Two competing forces of imperialism are head butting each other over the treatment of malaria in Africa. The Chinese claim to have eradicated it from some small populations by adopting the inductive approach. At the same time as they offer hope and a malaria free future to village people, they gain access to mineral wealth. The World Health Organisation will not accept Chinese claims because they are not published in reputable medical research journals and peer reviewed. Their imperialism is one of professional reputation and protective approaches to medical disciplines.

A nice zen story involves scientific sampling. Statistics depend upon using a sample from a population and generalising from the knowledge gained from that sample, to the whole population. Zen asks, ‘how do you sample a house?’. Is a brick a sample? A window? A brick and a window? In other words, a house is not conducive to sampling. It is too complex. Drugs that pharamaceutical firms offer are based on statistical sampling. They are nearly always crude in their appropriateness for complex diseases in whole populations. Think thalidomide. Think Viagra. Look at the side effects of long terms studies of individual drugs. It’s a game of poker involving percentages.
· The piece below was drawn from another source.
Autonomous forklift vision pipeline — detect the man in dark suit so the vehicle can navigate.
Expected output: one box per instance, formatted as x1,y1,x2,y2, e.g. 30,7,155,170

Science does not like the unprovable even if the results are astounding. The Chinese think they have won a battle in the fight against malaria. The WHO is snooty about it. Here in Africa people want to be malaria free. If god, the devil, witchcraft, dog’s piss or some bitter tasting plant gives a cure, they don’t ask if the treatment has been peer reviewed.

As I write, swine flu is moving more like a virus carried by the media, itself, than something biological, into pandemic status. After it is over, there will be miracle stories of cures that will sink without investigation, particularly if they are associated with efficacious concoctions of diabolical Chinese herbs. Meanwhile, tamiflu will have been dolled out to everyone who sniffs and sneezes, paranoia will reign and the scientists will be busy isolating and manufacturing a lucrative successor to tamiflu which will be operational in six months time. And will receive prestigious column space in the Lancet.